“So we fix our eyes not on what is seen, but on what is unseen, since what is seen is temporary, but what is unseen is eternal” (2 Corinthians 4:18). 

GOD’S INVISDIBLE QUALITIES (Pt 2) 

We live in a mechanical universe; we perform mechanical acts. This is the nature of the physical dimension God has deemed that we live in. Scripture tells us not to look at those things we see but to look at the things we cannot see (2 Cor 4:18). Actions, events, and objects in this material world seem to represent something unseen. Nature itself is speaking to us, if only we could hear it.

"The heavens declare the glory of God; the skies proclaim the work of his hands. Day after day they pour forth speech; night after night they reveal knowledge. They have no speech, they use no words; no sound is heard from them. Yet their voice goes out into all the earth, their words to the ends of the world" (Ps 19:1-4).

Jesus would point us to nature and draws an important spiritual lesson from it: “Consider the lilies of the field, how they grow: they neither toil nor spin, yet I tell you, even Solomon in all his glory was not arrayed like one of these. But if God so clothes the grass of the field, which today is alive and tomorrow is thrown into the oven, will he not much more clothe you, O you of little faith?” (Matt 6:28–30). 

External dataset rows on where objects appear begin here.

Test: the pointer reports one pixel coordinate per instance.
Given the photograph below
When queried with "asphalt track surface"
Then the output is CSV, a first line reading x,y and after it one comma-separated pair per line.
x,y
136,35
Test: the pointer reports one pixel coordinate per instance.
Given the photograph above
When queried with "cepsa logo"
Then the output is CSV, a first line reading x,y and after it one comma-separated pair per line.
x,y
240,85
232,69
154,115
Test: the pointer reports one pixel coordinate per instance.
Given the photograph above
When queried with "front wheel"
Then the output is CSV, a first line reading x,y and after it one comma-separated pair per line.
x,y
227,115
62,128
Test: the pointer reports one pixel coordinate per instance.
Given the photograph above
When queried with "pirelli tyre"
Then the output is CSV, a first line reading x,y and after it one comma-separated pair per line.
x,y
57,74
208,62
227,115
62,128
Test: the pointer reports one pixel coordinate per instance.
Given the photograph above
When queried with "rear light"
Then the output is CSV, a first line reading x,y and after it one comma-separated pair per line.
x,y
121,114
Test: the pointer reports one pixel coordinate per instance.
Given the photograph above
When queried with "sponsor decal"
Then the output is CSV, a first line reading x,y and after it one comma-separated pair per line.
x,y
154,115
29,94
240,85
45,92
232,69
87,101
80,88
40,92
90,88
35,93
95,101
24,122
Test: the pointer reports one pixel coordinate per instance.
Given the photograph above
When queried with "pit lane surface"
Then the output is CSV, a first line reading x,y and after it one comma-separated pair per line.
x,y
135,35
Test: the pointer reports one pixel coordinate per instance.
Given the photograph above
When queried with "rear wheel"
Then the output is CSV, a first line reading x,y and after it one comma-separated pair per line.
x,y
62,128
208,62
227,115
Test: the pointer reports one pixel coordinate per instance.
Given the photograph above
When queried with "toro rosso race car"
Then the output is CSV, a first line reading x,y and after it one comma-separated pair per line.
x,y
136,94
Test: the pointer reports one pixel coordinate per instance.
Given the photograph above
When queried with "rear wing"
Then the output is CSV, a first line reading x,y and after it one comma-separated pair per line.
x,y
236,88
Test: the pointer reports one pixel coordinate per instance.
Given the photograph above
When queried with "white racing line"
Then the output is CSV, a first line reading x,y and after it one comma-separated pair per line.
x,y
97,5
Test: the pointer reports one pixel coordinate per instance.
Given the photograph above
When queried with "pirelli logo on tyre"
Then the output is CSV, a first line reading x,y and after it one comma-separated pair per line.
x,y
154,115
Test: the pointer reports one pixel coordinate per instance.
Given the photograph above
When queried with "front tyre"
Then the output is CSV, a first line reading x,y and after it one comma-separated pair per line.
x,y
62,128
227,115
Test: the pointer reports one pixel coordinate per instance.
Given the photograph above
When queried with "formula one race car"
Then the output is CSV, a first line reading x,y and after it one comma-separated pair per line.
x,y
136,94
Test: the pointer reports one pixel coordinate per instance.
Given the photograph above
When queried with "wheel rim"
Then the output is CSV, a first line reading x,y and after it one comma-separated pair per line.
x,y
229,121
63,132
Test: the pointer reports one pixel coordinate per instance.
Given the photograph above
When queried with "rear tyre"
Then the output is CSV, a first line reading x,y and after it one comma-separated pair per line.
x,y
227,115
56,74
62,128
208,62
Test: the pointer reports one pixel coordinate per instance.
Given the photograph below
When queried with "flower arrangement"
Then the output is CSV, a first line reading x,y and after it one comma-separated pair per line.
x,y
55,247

Cardinal Newman said, “Nature is a parable.” Using Newman’s words, Malcolm Muggeridge responded, saying, “Nature is speaking to us. It is a parable of life itself, a revelation of fearful symmetry . . . “ The Bible concurs with this view: The Hebrew word for “spirit” is “ruach,” the same word used for “breath” or “wind.” The Old Testament was written in Hebrew. The New Testament was written in Greek and the Greek word for “spirit” is “pneuma,” which denotes “wind” or “breath,” and forms the English words “pneumatic,” which means “operated by air,” and “pneumonia,” a disease of our air-breathing lungs. God is Spirit (John 4:24), not meaning that God is the gas that surrounds planet earth; our physical air is a shadow of spirit. In the beginning God breathed into man the breath of life, but God does not breathe; He doesn’t need air to sustain His being. He is something other than the gaseous collection of atoms and molecules that make up the air around us. There is something of spirit within human beings that is put there by God. He deposited something in the core of our being that connects us to the unseen spiritual environment and this is represented by the air we breathe. 

We don’t read of God breathing into the nostrils of animals; man alone has been made in the image of God. Air or wind is a parallel or symbol to help us learn something important. The Holy Spirit came to earth with the sound of a mighty rushing wind on the day of Pentecost. The apostles indicated that God’s Spirit was now inside them, by using the air in their lungs to speak in tongues as the Spirit enabled them. As there were flames above the heads of the apostles, so God’s Spirit ignites our spirit making us one with God—"whoever is united with the Lord is one with him in spirit” (1 Cor 6:17). 

One burning piece of material can set a whole host of other things on fire. It is because His Spirit dwells in each Christian that we are one with each other.